If the predictor and response variables are both quantitative, we start with correlation and simple linear regression models (Chapters 5 and 6) - things you should have seen, at least to some degree, previously. If there is more than one quantitative explanatory variable, then we say that we are doing multiple linear regression (Chapter 7) - the "multiple" part of the name reflects that there will be more than one explanatory variable. If the situation suggests the use of a mix of categorical and quantitative predictor variables, then we also call the models multiple linear regression models. In the situation with one categorical predictor and one quantitative predictor, we revisit the idea of an interaction. It allows us to consider situations where the estimated relationship between a quantitative predictor and the mean response varies among different levels of the categorical variable.

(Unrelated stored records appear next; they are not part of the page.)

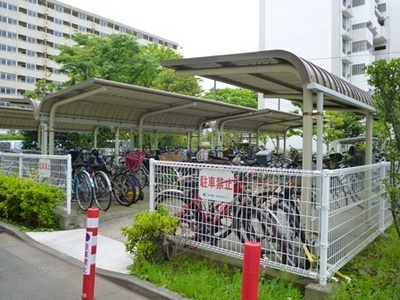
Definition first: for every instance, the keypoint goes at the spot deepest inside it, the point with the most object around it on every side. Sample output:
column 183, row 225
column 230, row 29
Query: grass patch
column 205, row 279
column 374, row 273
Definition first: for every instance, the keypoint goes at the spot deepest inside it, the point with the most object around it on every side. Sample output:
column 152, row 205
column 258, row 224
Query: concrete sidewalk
column 112, row 261
column 111, row 254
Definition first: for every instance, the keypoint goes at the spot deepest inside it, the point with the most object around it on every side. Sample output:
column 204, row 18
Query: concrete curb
column 144, row 288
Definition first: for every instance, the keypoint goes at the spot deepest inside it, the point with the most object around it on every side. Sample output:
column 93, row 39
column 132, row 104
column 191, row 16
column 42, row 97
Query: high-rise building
column 341, row 36
column 31, row 31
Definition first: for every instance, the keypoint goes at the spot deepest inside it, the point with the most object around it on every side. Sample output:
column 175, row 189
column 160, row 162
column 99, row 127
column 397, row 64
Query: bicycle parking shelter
column 277, row 74
column 87, row 106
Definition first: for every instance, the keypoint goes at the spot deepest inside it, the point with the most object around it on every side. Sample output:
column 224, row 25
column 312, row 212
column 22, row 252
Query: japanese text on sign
column 214, row 185
column 44, row 167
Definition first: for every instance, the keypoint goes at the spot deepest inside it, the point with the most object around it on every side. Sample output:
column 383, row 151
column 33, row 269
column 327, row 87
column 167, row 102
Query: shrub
column 28, row 203
column 147, row 235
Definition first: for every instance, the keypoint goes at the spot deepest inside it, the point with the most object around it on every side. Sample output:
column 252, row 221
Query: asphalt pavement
column 49, row 265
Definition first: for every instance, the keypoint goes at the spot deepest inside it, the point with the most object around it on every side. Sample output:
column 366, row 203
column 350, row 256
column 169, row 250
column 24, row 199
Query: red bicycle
column 209, row 221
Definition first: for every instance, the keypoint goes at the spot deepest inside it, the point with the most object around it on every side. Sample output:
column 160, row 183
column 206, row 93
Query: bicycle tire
column 84, row 191
column 261, row 226
column 288, row 219
column 142, row 176
column 223, row 222
column 353, row 187
column 177, row 205
column 102, row 190
column 123, row 189
column 138, row 189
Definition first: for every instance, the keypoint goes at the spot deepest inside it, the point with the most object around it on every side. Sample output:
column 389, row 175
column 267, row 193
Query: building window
column 7, row 76
column 357, row 69
column 8, row 6
column 29, row 79
column 8, row 62
column 6, row 90
column 82, row 16
column 31, row 53
column 345, row 23
column 345, row 70
column 58, row 8
column 359, row 46
column 382, row 7
column 31, row 66
column 380, row 48
column 8, row 48
column 58, row 33
column 346, row 47
column 31, row 26
column 31, row 13
column 8, row 20
column 8, row 34
column 359, row 26
column 358, row 3
column 30, row 39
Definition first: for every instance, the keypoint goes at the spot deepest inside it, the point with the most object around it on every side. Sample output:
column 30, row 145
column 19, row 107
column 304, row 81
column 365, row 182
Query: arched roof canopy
column 277, row 74
column 19, row 114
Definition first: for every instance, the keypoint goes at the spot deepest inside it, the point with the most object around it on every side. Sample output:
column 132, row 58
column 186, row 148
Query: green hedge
column 27, row 203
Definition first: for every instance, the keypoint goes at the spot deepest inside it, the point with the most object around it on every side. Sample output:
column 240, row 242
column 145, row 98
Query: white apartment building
column 31, row 30
column 341, row 36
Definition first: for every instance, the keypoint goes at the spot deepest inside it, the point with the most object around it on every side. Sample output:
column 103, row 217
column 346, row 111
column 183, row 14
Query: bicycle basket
column 133, row 160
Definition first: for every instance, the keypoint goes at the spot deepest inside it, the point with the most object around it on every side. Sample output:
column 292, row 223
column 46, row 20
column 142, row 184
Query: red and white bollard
column 89, row 269
column 251, row 270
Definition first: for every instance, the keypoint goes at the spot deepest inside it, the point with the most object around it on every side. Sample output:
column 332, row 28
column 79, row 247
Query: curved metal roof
column 19, row 114
column 98, row 102
column 276, row 74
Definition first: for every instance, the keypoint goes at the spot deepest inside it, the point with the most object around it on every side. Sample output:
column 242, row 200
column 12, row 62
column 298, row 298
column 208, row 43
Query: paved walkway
column 112, row 260
column 111, row 254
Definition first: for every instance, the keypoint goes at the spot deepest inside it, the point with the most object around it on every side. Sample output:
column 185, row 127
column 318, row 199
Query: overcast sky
column 202, row 28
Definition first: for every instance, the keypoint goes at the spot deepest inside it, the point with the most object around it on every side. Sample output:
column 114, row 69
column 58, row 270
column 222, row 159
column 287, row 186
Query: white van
column 13, row 146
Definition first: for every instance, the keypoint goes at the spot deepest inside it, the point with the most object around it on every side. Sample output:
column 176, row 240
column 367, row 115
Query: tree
column 237, row 96
column 121, row 58
column 117, row 57
column 384, row 77
column 337, row 125
column 42, row 88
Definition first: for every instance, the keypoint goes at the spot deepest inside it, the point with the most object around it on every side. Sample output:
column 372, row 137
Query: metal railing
column 52, row 169
column 333, row 214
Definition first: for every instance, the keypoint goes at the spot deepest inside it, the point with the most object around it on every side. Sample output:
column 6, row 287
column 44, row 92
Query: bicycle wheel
column 142, row 176
column 223, row 222
column 84, row 190
column 353, row 184
column 338, row 193
column 138, row 189
column 13, row 169
column 262, row 226
column 102, row 190
column 177, row 205
column 288, row 219
column 123, row 189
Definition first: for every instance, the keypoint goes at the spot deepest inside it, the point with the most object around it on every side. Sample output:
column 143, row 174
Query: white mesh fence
column 51, row 169
column 331, row 215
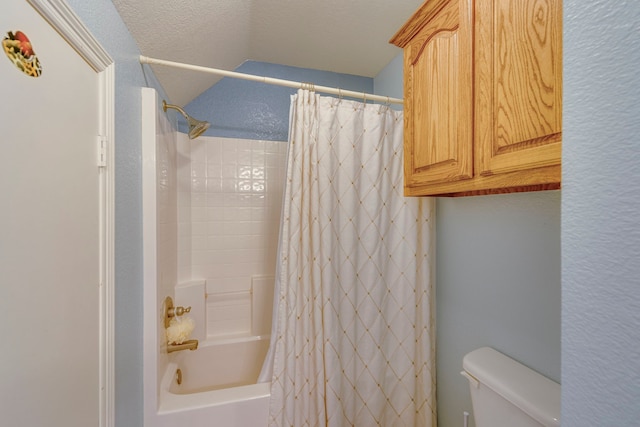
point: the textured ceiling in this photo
(344, 36)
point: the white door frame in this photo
(60, 16)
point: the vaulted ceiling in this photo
(344, 36)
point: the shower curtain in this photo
(353, 335)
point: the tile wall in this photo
(229, 203)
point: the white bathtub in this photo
(218, 385)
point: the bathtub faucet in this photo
(187, 345)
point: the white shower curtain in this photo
(353, 336)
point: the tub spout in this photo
(187, 345)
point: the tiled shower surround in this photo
(229, 203)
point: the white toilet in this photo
(505, 393)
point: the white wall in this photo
(235, 195)
(601, 214)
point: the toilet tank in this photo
(505, 393)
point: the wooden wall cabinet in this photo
(483, 97)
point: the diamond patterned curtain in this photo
(354, 336)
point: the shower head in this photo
(196, 127)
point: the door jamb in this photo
(64, 20)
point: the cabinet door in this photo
(438, 98)
(518, 85)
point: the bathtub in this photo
(218, 385)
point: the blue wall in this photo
(244, 109)
(600, 211)
(102, 19)
(601, 214)
(497, 280)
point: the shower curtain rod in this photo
(273, 81)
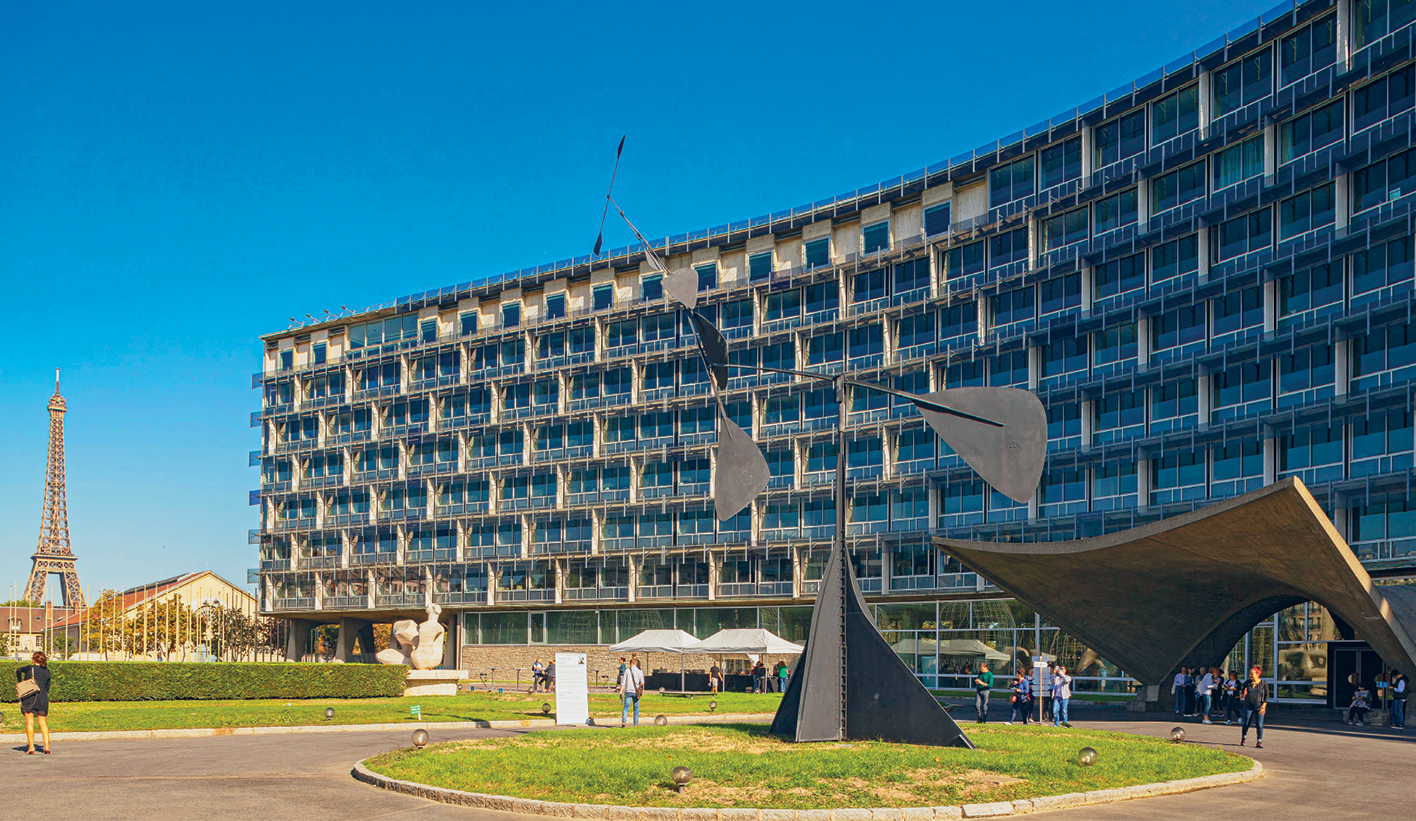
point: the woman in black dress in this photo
(36, 704)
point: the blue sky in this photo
(177, 179)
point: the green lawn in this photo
(142, 715)
(744, 766)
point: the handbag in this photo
(27, 687)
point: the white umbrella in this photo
(660, 641)
(748, 640)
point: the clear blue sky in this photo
(177, 179)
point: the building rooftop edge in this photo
(608, 258)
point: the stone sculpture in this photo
(418, 646)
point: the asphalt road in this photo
(1317, 769)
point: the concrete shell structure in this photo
(1185, 589)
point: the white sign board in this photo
(572, 690)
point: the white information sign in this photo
(572, 690)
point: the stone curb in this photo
(431, 726)
(994, 810)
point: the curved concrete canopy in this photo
(1185, 589)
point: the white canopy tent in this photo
(661, 641)
(754, 641)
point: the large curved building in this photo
(1205, 275)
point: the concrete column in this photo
(1341, 367)
(349, 632)
(298, 639)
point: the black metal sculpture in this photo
(848, 682)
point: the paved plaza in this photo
(1316, 770)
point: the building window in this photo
(603, 297)
(1120, 139)
(1011, 181)
(821, 296)
(1310, 289)
(1309, 50)
(1382, 266)
(1004, 370)
(1175, 258)
(1238, 310)
(1238, 163)
(912, 275)
(1008, 248)
(1116, 211)
(1375, 19)
(707, 276)
(1178, 187)
(782, 305)
(759, 266)
(1243, 235)
(1242, 82)
(1064, 230)
(868, 286)
(1061, 293)
(938, 220)
(1061, 163)
(1175, 115)
(965, 261)
(1119, 275)
(1385, 98)
(1384, 181)
(875, 238)
(1307, 211)
(1313, 130)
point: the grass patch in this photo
(146, 715)
(744, 766)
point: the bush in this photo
(177, 680)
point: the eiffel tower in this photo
(54, 554)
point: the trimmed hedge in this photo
(208, 681)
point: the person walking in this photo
(1177, 688)
(1047, 692)
(1255, 698)
(1205, 688)
(1399, 687)
(1021, 698)
(632, 687)
(36, 702)
(1061, 695)
(1232, 708)
(983, 682)
(1361, 702)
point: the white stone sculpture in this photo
(418, 646)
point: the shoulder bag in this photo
(27, 687)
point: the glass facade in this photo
(1214, 296)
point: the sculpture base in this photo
(432, 681)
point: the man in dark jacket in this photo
(1255, 699)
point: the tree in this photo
(105, 630)
(227, 632)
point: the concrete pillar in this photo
(349, 632)
(298, 639)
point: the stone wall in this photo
(480, 658)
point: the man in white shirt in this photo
(1207, 688)
(632, 687)
(1399, 687)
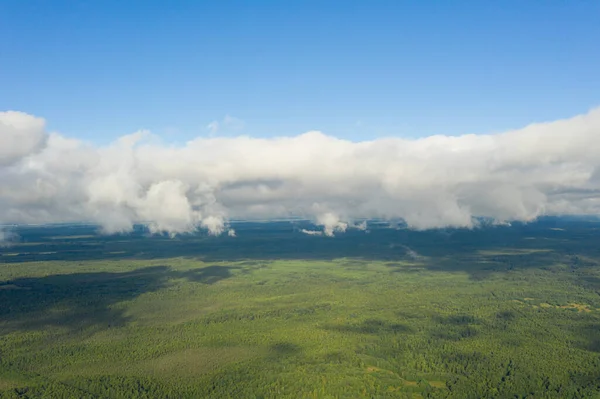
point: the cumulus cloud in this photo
(438, 181)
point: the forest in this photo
(491, 312)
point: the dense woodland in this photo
(495, 312)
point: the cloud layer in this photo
(549, 168)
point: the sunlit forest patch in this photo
(312, 320)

At the end of the course, you should be able to identify, perform using the statistical software R (R Core Team, 2014), and interpret the results from each of these methods. There is a lot to learn, but many of the tools for using R and interpreting results of the analyses accumulate during the semester. If you work hard to understand the initial methods, it will help you when the methods get much more complicated. All of the methods you will learn require you to carefully consider how the data were collected, how that pertains to the population of interest, and how that impacts inferences that can be made. The scope of inference is our shorthand term for remembering to think about two aspects of the study - random assignment and random sampling. One aspect of this assessment is to decide if the explanatory variable was randomly assigned to study units (allowing for causal inferences if differences are detected) or not (so no causal statements are possible). The other aspect concerns random sampling: If the data were obtained using a random sampling mechanism, then our inferences can be safely extended to the population that the sample was taken from. However, if we have random sample, our inference can only apply to the sample collected. You will often think you are done with your analysis when you get some numbers from R, but need to remember to think about the potential conclusions you can make based on the source of the data set you are analyzing. By the end of this course, you should have some basic R skills and abilities to create basic ANOVA and Regression models, as well as Chi-squared testing situations. Together, this should prepare you for future STAT courses or for other situations where you are expected to be able to do the calculations and effectively communicate interpretations for the methods discussed in this course.
1A placebo is a treatment level designed to mimic the potentially efficacious level(s) but that can have no actual effect. The placebo effect is the effect that thinking that an effective treatment was received has on subjects.
2We will reserve the term "effect" for situations where we could potentially infer causal impacts on the response of the explanatory variable which occurs in situations where the levels of the explanatory variable are randomly assigned to the subjects.